Das lustigste Buch zum Verbleichen der DDR schrieb Rayk Wieland, Jahrgang 1965. „Ich schlage vor, dass wir uns küssen“ (Kunstmann, 208 S., 17,90 Euro) macht uns bekannt mit Herrn W., einem Untergrunddichter, der seine Observierung durch die Guck-und-horch-Kompanie der Stasi einfach ignoriert.
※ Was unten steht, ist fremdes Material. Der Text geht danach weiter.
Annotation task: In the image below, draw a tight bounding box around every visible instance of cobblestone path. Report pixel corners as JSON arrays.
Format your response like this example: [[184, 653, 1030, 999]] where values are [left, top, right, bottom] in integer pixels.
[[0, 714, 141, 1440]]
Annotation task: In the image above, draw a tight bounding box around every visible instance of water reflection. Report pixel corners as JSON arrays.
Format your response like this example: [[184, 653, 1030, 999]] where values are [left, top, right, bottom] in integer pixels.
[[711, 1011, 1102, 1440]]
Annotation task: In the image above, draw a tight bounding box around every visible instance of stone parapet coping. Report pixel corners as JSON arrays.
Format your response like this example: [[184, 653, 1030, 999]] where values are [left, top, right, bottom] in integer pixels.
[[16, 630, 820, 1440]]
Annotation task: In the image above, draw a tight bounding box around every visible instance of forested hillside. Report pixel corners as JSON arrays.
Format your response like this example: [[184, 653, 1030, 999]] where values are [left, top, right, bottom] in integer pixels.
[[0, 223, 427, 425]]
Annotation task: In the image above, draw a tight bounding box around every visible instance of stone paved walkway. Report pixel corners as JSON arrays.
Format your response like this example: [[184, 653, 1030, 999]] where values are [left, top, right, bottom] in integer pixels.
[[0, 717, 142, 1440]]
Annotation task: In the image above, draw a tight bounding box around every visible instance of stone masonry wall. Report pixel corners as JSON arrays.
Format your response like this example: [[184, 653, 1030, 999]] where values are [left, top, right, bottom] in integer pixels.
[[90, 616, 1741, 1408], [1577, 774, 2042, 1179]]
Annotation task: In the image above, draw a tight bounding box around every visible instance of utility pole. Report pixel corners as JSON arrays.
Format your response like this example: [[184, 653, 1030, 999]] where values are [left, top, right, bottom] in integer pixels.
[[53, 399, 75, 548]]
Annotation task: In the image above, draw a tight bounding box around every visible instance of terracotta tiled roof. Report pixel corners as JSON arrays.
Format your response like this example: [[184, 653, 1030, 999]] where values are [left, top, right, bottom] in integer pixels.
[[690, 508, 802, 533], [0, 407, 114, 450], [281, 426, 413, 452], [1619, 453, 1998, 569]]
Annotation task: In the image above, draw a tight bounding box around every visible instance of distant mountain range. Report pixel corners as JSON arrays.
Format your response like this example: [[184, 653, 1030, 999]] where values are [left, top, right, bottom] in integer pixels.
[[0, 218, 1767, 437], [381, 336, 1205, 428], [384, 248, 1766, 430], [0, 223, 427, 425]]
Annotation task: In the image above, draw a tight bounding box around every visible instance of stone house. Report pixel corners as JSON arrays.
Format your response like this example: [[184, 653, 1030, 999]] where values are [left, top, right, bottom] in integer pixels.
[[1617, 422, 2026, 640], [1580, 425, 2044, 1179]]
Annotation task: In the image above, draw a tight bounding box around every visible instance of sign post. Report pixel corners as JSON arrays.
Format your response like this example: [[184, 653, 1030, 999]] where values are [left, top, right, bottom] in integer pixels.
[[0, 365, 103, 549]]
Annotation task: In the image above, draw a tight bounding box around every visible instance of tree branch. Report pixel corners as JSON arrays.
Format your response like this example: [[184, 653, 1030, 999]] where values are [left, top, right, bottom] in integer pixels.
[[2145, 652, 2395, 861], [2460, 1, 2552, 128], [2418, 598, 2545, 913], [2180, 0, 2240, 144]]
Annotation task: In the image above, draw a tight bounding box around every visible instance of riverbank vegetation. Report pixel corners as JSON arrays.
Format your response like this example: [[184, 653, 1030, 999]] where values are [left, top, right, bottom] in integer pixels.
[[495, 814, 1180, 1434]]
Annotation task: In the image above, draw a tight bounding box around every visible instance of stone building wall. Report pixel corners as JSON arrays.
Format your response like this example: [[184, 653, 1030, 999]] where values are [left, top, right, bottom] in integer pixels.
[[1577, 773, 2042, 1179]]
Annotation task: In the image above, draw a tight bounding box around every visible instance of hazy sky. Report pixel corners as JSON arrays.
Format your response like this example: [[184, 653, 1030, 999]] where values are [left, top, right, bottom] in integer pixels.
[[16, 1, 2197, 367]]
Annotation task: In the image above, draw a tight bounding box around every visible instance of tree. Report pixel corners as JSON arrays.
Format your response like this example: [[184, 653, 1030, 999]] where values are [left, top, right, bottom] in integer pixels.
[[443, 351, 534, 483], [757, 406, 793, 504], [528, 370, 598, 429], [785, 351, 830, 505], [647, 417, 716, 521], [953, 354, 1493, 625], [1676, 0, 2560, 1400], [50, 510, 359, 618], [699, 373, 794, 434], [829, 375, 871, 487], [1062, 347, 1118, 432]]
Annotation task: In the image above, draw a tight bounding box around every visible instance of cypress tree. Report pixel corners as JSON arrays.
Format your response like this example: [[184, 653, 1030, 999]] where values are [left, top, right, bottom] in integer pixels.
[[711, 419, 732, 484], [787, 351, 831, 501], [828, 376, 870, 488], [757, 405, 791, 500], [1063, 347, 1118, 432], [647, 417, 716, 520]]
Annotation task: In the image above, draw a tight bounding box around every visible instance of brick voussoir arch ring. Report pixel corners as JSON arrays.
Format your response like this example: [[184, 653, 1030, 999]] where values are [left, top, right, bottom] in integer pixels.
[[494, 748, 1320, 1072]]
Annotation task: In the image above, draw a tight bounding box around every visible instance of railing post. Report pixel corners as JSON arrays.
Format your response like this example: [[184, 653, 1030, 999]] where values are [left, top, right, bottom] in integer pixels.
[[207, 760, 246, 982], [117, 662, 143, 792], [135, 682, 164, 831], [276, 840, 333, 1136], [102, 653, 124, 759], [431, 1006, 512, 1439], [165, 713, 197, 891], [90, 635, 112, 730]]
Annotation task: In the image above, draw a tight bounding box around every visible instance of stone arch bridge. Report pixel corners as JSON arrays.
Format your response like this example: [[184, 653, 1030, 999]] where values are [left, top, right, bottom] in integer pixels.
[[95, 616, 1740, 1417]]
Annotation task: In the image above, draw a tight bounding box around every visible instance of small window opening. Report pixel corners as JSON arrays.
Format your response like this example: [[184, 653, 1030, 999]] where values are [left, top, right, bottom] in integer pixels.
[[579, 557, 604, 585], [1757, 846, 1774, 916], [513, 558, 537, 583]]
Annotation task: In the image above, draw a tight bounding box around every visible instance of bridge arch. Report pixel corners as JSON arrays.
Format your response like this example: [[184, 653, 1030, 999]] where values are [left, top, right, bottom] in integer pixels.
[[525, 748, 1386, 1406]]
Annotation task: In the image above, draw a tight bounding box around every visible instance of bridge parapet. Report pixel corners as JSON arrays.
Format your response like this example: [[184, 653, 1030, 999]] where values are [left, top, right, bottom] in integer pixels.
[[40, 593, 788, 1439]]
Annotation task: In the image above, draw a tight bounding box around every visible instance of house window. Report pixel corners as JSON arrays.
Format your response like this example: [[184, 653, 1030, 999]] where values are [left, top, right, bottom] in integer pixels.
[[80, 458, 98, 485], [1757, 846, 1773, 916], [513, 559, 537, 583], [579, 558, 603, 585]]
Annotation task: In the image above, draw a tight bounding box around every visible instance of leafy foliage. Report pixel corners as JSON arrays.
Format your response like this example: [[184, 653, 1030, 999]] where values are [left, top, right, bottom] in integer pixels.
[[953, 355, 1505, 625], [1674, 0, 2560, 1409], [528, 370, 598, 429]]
Erst 2009, zwei Jahrzehnte danach, wird er als ehemals Verfolgter zu einer Podiumsdiskussion eingeladen und erfährt, wie bedroht er von den Greifern war, die seine Manuskripte („In München du./ Ich in Berlin./ Hätt nichts dagegen,/ Mal umzuziehn“) beschlagnahmt hatten und harte Strafmaßnahmen planten. Zum ersten Mal stellt er sich – mit Hilfe einer Psychologin – dem dunklen Kapitel seiner Biografie. Es wird kafkaesk, aber es gibt auch viel zu schmunzeln.

Karsten Krampitz

Knüppelhart dagegen ist Karsten Krampitz’ Roman „Heimgehen“ (Langen-Mueller, 160 S., 16,95 Euro). Beim Ingeborg-Bachmann-Wettbewerb in Klagenfurt im Juni erhielt der Autor dafür den Publikumspreis. Es ist die Geschichte des Pfarrers Oskar Brüsewitz, der sich 1976 in Zeitz selbst verbrannte. Er beschreibt Benno Wuttke – wie Brüsewitz im Buch genannt wird – als pfiffigen, aber unbestechlichen Christenmenschen, der sich von der Propaganda nicht verbiegen ließ.

Weil die Stasi ihn nicht aus dem Schutz der Kirche kriegte, wurde sie schmierig. Gerüchte wurden gestreut: Der Pfaffe habe Kinder sexuell belästigt (obwohl sich kein Opfer meldete), seine Frau gehe fremd, Wuttke sei BND-Agent. Plötzlich starben seine Schafe, die Scheune brannte, nachts klingelte der nie bestellte Schlüsseldienst. Was aber der Autor akribisch herausarbeitet, ist die Ausweglosigkeit des Renitenten, der systematisch zum Opfer wurde und dem am Ende nur noch die „Republikflucht in den Himmel“ blieb. Wuttke/Brüsewitz wollte mit einem drastischen Schlussakt seine Integrität verteidigen.

Hans und Wolfgang Natonek

Geschichtsunterricht bietet der „Briefwechsel 1946-1962“ (Lehmstedt Verlag, 221 S., 19,90 Euro) von Hans und Wolfgang Natonek, ein Dialog von Vater und Sohn. Hans, 1892 in Prag geboren, jüdischer Herkunft im Großbürgertum der Habsburger Monarchie, war in der Weimarer Republik ein angesehener Journalist, gehörte zur publizistischen Szene von Joseph Roth, Stefan Zweig, Erich Kästner und den Brüdern Mann. Er lebte in Leipzig, war nach den Schrecken des Ersten Weltkriegs unerschütterlicher Pazifist, aber von liberaler Gesinnung. Ab 1933 auf der Flucht durch halb Europa, fand er – nach Vermittlung durch Thomas Mann – Aufnahme in den USA. Da war er schon zu alt, um sich der neuen Umgebung, der neuen Sprache noch anpassen zu können.

1919 war sein Sohn Wolfgang zur Welt gekommen, der nach dem Zweiten Weltkrieg als Studentenführer an der Leipziger Universität und in der Blockpartei LDPD agierte. Er war nach der Erfahrung des Krieges ein Mann der „neuen Zeit“, brachte sich ein. 1948 wurde er auf offener Straße verhaftet, vor ein sowjetisches Militärgericht gestellt und zu 25 Jahren Arbeitslager verurteilt.

Man verwahrte ihn in den Zuchthäusern Bautzen und Torgau, 1956 kam er im Rahmen einer Amnestie frei und setzte sich in den Westen ab. Dort studierte er in Göttingen und wirkte als Gymnasiallehrer. Vater und Sohn sind inzwischen verstorben (1962 und 1994), aber ihr Briefwechsel ist ein Dokument dafür, wie Machtpolitik hoffnungsvolle Leben und Karrieren rücksichtslos zerstört. Im Dialog der beiden geht es um Ängste und Hoffnungen, Erfahrungen und Vorurteile, fatale Auswirkungen von Politik, auch im Privatleben, um Glückssuche und Unglückserlebnisse in Serie. Ein erschütterndes Buch über die Nachkriegszeit, in der die DDR entstand und die alte Bundesrepublik. Nun wieder zu Deutschland vereint.